I head into a separate room with Joanne, who dips her hand into a canvas bag, and sets to work on her latest creation, an earthy-looking brown and yellow mass of yarn that appears to be transforming into a sweater.

“Check-in time,” she says with a bright smile.

“Is that a sweater for your fiancé?” I ask, beginning my ritual dance of avoidance. I hate telling Joanne things. I hate telling anyone things. I hate people knowing me. But I go through the motions because otherwise I’ll probably wander aimlessly around New York City tonight.

“It is,” she beams.

“Does he like sweaters?” I ask, another deflection.

“He does.”

“What are his favorite colors?”

“Green and brown.”

“Is this sweater a surprise?”

“Layla,” Joanne says gently, cocking her head to the side. “Let’s talk about you. How was your week?”

“Good.”

“Now that is just TMI, Layla.”

I say nothing.

“Sweetie. I want to help you. I want to be here for you,” she says.

Joanne is thirty-one and has been running this college branch of SLAA since her first marriage went up in flames a few years ago. She travelled a ton for business and dabbled on the side until her husband discovered what happened on the road.

The divorce was swift, painful and embarrassing. He logged into her Facebook account and posted a status update - I’m a lying whore who cheats on her husband. She lost business, she lost clients, she lost face, she lost him, and worst of all, she lost the dog. He kept their German Shepherd-Border Collie mix who they’d named Jeter because of their mutual affection for the New York Yankees.

That was four years ago. She hasn’t seen him or Jeter since. She also has been faithful and is changing. She’s now engaged to someone else. Someone she met last year. Someone who knows her history. Someone who loves her for who she was and who she is and who she’s striving to become. Someone she’s in a healthy relationship with, she’s said.
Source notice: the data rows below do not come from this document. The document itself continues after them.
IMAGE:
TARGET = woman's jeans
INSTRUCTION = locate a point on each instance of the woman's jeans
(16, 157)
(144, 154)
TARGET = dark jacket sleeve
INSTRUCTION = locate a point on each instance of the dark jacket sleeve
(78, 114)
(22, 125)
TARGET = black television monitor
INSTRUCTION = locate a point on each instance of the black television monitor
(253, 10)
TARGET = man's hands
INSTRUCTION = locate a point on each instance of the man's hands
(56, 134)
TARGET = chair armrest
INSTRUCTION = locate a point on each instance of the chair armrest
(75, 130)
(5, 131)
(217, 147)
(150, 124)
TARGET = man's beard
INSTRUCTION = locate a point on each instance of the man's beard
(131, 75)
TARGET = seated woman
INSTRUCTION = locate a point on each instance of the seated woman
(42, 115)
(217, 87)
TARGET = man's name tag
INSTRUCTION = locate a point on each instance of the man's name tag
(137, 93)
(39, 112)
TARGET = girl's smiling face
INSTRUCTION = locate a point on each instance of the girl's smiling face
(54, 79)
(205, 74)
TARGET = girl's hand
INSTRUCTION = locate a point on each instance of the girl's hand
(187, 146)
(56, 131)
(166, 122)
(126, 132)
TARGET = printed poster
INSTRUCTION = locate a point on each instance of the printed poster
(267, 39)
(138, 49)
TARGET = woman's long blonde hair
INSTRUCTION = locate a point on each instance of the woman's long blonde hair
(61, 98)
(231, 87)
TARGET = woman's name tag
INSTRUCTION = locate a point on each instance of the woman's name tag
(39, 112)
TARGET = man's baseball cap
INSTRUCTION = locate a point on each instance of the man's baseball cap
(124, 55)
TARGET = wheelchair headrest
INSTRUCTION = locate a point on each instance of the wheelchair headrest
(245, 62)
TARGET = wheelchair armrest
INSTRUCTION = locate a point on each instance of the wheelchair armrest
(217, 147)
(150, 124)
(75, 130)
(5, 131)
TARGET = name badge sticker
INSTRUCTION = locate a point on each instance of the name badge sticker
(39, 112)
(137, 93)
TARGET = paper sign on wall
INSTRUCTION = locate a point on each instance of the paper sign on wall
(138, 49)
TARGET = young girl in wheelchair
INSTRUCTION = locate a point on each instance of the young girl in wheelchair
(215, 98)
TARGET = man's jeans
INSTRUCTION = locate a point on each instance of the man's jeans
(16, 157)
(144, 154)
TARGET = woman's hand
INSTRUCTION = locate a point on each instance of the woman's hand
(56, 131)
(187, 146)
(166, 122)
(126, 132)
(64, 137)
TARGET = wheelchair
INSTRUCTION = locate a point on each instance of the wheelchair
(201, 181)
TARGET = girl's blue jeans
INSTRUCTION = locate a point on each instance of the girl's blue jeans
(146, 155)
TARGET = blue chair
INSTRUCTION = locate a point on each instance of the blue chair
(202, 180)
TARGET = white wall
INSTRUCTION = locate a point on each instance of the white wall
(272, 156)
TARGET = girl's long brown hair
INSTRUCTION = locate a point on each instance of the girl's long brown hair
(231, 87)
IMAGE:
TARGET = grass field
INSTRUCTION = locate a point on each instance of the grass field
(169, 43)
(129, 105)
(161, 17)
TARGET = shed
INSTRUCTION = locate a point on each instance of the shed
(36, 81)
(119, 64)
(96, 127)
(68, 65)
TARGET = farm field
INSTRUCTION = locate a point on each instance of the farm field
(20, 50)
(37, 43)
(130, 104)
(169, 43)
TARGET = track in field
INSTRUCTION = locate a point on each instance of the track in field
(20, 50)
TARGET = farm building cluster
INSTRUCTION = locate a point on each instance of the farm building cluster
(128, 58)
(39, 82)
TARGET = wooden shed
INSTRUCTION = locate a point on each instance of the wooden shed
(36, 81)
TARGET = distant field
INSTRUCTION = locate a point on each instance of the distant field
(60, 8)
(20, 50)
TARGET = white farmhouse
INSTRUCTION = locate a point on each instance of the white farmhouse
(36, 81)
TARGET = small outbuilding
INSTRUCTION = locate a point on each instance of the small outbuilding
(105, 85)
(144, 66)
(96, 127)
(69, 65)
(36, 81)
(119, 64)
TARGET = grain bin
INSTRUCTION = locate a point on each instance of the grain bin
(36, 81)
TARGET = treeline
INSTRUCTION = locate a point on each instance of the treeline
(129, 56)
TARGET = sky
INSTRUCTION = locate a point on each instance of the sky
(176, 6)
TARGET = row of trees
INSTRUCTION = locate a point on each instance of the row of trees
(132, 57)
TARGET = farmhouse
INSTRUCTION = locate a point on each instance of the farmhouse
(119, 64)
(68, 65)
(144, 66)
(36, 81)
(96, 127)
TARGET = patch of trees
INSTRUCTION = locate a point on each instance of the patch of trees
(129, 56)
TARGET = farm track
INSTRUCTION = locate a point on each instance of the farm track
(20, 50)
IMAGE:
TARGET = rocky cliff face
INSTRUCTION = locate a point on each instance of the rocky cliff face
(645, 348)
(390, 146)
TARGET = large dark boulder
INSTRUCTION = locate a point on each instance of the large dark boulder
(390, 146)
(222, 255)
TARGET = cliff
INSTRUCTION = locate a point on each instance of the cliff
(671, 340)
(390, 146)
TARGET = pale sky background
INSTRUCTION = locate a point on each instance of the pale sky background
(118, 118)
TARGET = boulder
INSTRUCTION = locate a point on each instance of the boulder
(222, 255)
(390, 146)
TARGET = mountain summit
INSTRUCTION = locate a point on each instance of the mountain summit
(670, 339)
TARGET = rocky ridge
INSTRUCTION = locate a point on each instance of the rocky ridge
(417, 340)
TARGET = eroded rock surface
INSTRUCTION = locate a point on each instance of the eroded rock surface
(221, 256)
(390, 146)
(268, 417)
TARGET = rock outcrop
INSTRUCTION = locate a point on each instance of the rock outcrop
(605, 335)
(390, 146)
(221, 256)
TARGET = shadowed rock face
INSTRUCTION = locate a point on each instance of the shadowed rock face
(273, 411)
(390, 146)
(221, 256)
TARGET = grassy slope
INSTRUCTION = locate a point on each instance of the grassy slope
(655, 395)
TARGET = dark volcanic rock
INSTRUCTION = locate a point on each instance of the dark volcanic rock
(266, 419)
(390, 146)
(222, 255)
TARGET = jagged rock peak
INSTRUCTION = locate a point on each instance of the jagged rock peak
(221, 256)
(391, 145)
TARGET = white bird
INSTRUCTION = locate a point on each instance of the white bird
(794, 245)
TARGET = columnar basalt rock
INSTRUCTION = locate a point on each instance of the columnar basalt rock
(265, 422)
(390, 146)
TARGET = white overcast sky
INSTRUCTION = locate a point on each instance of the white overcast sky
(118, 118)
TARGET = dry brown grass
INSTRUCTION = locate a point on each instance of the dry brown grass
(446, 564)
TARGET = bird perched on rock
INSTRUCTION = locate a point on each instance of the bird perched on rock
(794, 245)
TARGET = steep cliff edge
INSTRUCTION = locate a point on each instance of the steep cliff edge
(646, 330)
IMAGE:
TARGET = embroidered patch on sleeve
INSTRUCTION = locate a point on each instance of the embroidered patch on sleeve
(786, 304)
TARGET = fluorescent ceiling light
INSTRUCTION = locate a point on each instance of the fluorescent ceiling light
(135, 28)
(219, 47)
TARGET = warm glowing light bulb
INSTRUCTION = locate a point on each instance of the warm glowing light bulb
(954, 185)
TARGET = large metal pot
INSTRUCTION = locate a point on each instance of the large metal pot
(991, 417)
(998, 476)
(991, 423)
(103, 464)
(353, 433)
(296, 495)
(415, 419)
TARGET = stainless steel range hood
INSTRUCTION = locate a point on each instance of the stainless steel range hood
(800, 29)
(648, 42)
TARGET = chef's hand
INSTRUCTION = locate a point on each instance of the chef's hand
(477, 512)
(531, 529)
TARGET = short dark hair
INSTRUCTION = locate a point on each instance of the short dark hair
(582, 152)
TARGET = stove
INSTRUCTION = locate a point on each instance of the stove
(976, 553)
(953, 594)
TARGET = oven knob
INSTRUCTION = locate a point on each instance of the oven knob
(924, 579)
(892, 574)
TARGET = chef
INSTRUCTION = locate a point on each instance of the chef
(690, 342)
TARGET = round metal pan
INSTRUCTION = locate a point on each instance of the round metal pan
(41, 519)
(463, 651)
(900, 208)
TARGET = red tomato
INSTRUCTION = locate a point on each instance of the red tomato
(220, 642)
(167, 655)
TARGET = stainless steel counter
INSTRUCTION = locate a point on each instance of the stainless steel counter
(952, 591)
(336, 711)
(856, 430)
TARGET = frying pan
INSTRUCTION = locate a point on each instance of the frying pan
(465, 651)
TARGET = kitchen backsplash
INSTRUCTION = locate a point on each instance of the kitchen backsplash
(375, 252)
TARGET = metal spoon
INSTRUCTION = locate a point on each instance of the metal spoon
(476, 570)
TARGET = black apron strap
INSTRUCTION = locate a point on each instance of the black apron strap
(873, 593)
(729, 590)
A healthy relationship — one based on trust, respect, honesty. I wonder what that’s like.

Joanne keeps talking. “I can see that you’re hurting. I can see you’re angry. Believe me, I’ve been there. You are amazing at hiding it, but I can see it in your eyes.”

“What do you see in my eyes right now?” Maybe she can find the answers that elude me.

“I see a girl wanting to change, but who feels stuck. Who doesn’t think she can. Who thinks she is damaged beyond repair.”

I wish I could say her comment shocks me or hurts me or cuts me to the core. That it’s a swift punch in the gut that makes me reconsider everything in my life. That makes me take stock. But it doesn’t. Because it’s what I’ve known for far too long. “Yeah, and that’s why sometimes I want to go back to the way things were,” I admit.

Joanne nods thoughtfully as her needles click, and the sweater slowly grows. But there’s no judgement in her eyes. No condescension. “Feels easier sometimes, doesn’t it?”